I’m new to the MLJ package but I gather that a fundamental aspect is that when you create a machine object you also define the data for the object. I’m in a situation where I have several very large dataframes that I would like to use to train a model and then I have separate datasets that I want to transform with the machine object to analyze them (It is about using unsupervised learning for anomaly detection).

So, can you add more training data to a machine object after it has been created and fit to the new data as well and it is possible to transform new data after fitting it?

2 Likes

Thanks @hpaldan for your query and for giving MLJ a try.

To paraphrase your questions as I understand them:

  1. Does MLJ support incremental learning (updating learned parameters based new data)?

  2. Can a machine bound to an unsupervised model, trained on data X, be used to transform new data Xnew?

Do I understand correctly?

The answer to 1. is currently no. You can add iterations to a model bound to an iterative model (eg, EvoTreesClassifier) but not new data.
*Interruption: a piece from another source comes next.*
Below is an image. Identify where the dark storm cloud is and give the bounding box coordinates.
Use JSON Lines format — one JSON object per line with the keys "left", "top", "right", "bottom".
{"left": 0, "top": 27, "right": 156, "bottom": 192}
The answer to 2. is yes and there are many examples around in the MLJ learning resources. Here’s another:

using MLJ

PCA = @iload PCA pkg=MultivariateStats

X, y = @load_iris # a table and a vector

model = PCA(maxoutdim=2)
mach = machine(model, X) |> fit!

Xnew = (sepal_length = [6.4, 7.2, 7.4],
        sepal_width = [2.8, 3.0, 2.8],
        petal_length = [5.6, 5.8, 6.1],
        petal_width = [2.1, 1.6, 1.9],)

# training data transformed:
transform(mach, X)

# new data transformed:
transform(mach, Xnew)

If you are transitioning from another ML platform (eg, sk-learn or R) you may find this useful: MLJ for Data Scientists in Two Hours

1 Like

Yes! Thats exactly my questions thank you! Somehow I must have missed the examples with tranforming new data,I only saw examples where partition is used. I will look through the tutorial, thanks again!